Today, status and history weigh more than 250 GB and 3 TB, respectively. Many network nodes only store the system status (pruned mode). Only the so-called "archiver" nodes take the trouble to store the entire blockchain.
The idea behind partitioning is to break up both the history and the state of Ethereum into a multitude of independent fragments (shards). Each of these fragments is validated by a (variable) part of the network, which allows us to parallelize the operations and to distribute the total load of the system. The number of fragments depends on the ratio between the minimum computer resources required for each participant and the average number of transactions carried out on the network.
On the one hand, each fragment then behaves like a chain in its own right: it has its own local state, has its own history, and uses part of the network to be validated. On the other hand, the set of fragments must behave in the same way as the global system, which makes the application of the idea quite difficult, as we will see in the next part.
Other proposals resembling the partitioning proposed by the Ethereum development teams exist. In particular, Zilliqa has implemented a form of partitioning that distributes computing tasks between several subnets but keeps a single state. Similarly, the use of a Merklix tree (also called Merkle-Patricia tree), present on the Bitcoin Cash roadmap, should allow in the future to partition block validation.
How does it work?
Partitioning is based first of all on the creation of the main chain called "beacon chain" which allows managing the distribution of tasks in Ethereum. On this chain, validators are randomly chosen to have the right to create blocks on a given fragment. In the same way, for each fragment, a hundred validators are chosen to certify the validity of the block: for the block to be valid and for the reward to be distributed, at least 67 of them must publish their signature on the beacon chain. The tag chain thus has here a role of intermediary between the fragments and the global system.

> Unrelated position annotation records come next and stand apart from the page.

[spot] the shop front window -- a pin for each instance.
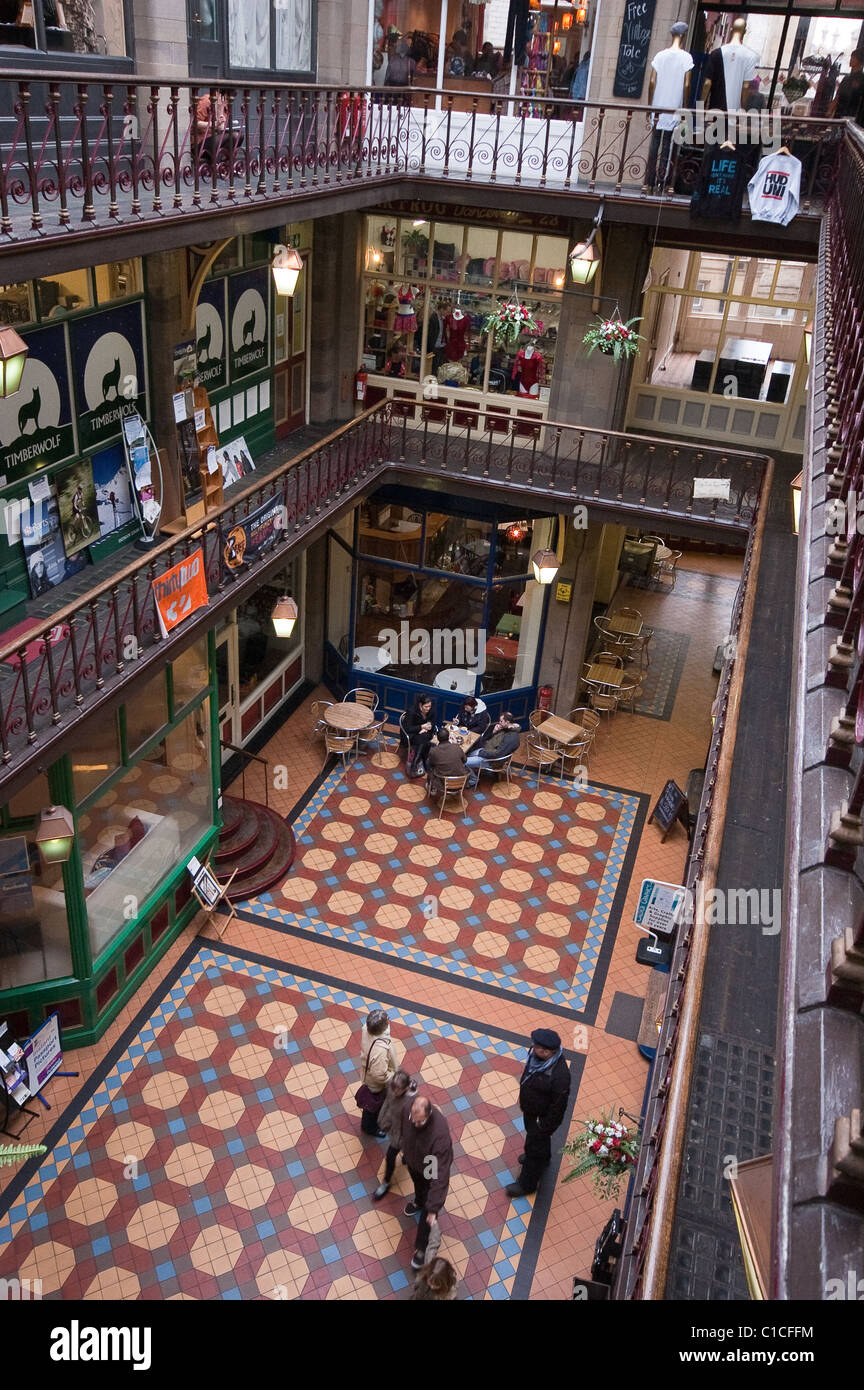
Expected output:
(138, 833)
(260, 649)
(34, 925)
(429, 288)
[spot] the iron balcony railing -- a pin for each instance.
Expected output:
(82, 153)
(60, 670)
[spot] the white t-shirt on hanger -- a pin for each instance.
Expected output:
(671, 67)
(739, 66)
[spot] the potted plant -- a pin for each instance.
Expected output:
(606, 1151)
(509, 320)
(613, 337)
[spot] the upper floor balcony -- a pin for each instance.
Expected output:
(152, 163)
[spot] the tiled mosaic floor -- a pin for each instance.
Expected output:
(660, 687)
(631, 752)
(220, 1153)
(516, 894)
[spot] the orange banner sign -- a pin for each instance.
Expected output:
(181, 591)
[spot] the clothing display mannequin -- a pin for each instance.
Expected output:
(406, 319)
(457, 325)
(668, 89)
(729, 72)
(529, 370)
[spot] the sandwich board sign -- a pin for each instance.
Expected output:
(660, 906)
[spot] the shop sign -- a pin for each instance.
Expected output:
(634, 47)
(110, 377)
(181, 591)
(459, 213)
(210, 335)
(247, 296)
(252, 537)
(36, 423)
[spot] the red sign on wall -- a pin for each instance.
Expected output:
(181, 591)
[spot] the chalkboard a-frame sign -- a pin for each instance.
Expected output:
(634, 47)
(671, 806)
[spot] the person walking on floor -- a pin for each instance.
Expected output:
(435, 1282)
(428, 1151)
(379, 1061)
(543, 1093)
(392, 1119)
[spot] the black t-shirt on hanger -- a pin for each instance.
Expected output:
(720, 188)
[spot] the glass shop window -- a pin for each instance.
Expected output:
(145, 826)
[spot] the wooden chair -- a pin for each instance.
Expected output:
(453, 787)
(318, 706)
(341, 745)
(575, 756)
(495, 765)
(363, 697)
(538, 755)
(604, 702)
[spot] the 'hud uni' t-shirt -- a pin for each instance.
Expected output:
(671, 67)
(774, 189)
(720, 186)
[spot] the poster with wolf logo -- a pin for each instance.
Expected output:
(36, 423)
(210, 335)
(110, 371)
(247, 299)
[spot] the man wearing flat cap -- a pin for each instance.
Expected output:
(543, 1091)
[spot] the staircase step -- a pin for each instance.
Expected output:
(257, 844)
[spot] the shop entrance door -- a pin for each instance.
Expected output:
(289, 377)
(206, 45)
(228, 684)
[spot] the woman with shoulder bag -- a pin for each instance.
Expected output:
(379, 1062)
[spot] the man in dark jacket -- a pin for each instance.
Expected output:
(443, 759)
(500, 740)
(427, 1148)
(543, 1093)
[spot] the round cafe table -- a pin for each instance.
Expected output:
(349, 717)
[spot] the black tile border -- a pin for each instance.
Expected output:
(542, 1204)
(595, 993)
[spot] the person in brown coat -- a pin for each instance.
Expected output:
(428, 1153)
(443, 759)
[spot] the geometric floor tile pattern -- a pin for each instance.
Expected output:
(220, 1155)
(517, 894)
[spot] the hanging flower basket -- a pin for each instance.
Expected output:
(606, 1153)
(509, 321)
(614, 338)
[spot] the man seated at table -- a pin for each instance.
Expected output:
(443, 759)
(470, 717)
(500, 740)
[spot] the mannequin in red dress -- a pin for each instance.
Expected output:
(529, 370)
(457, 325)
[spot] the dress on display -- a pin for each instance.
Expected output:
(529, 371)
(406, 319)
(456, 337)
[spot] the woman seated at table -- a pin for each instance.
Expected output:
(420, 726)
(499, 741)
(443, 759)
(470, 717)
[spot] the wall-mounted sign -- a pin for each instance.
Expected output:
(181, 591)
(36, 423)
(110, 374)
(634, 47)
(247, 298)
(210, 335)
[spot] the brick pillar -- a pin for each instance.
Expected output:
(335, 317)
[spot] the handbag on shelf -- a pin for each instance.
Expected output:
(364, 1098)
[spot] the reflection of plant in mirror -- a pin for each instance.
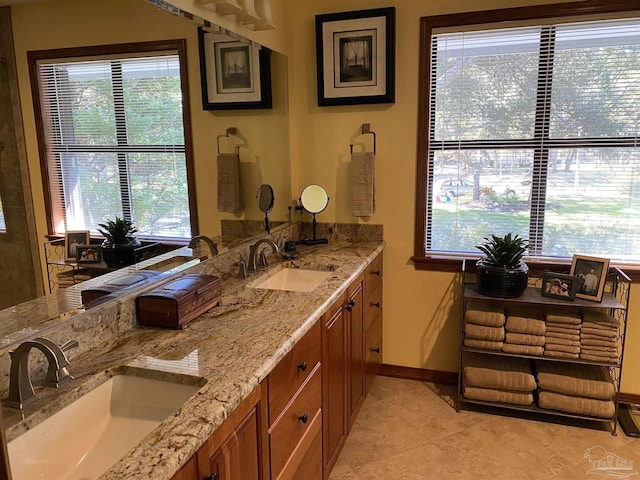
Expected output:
(118, 232)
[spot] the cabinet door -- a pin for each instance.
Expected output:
(238, 458)
(334, 383)
(356, 354)
(236, 450)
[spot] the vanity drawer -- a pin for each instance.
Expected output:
(292, 371)
(373, 305)
(373, 275)
(296, 420)
(306, 460)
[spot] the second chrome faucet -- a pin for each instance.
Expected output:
(21, 390)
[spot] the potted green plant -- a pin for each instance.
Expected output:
(502, 272)
(119, 246)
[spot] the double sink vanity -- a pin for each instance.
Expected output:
(265, 385)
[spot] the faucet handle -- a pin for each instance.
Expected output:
(69, 345)
(57, 373)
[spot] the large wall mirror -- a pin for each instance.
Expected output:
(261, 136)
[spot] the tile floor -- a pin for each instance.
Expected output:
(408, 430)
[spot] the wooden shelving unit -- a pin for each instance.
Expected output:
(615, 302)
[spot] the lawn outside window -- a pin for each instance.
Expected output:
(530, 129)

Moreover, the partitioning of the Ethereum chain requires a shift to proof of the issue. In particular, it needs proof of the stakes algorithm currently under development called Casper. Even if sharding can be used in a proof-of-work system, there are two main reasons why this algorithm is preferable :
In a proof-of-work model, a specific fragment might be more easily attacked.
In Casper, which requires a list of validators that have made a security repository, it is much easier to select those validators and distribute them among the different fragments.
When the system is running, each group of transactions is assigned to a specific fragment. A rough example of distribution would be 256 fragments dividing the transactions according to their identifier. In this way, all transactions with an identifier starting with 0x00 would be processed in fragment 1; those starting with 0x01 would go into fragment 2, etc.
Of course, a transaction processed in one fragment may impact a contract in another fragment. Thus, partitioning requires a system of communication between fragments (cross-shard communication) serving to harmonize the overall state of Ethereum. This communication system involves receipts, which are objects representing the effect of a transaction that is not stored directly in the state but is nevertheless kept in another place. These receipts are already used by Ethereum as event logs.
Conclusion
Allowing Blockchains to scale is not an easy thing, but partitioning seems to be well on its way to greatly improve the scalability of Ethereum. According to Vitalik Buterin, it would multiply Ethereum's transactional capacity by 100 and, combined with the network of plasma side chains, by 10,000!
Even if the development of partitioning is progressing, its implementation in Ethereum is not likely to see the light of the day before mid-2020 or even 2021.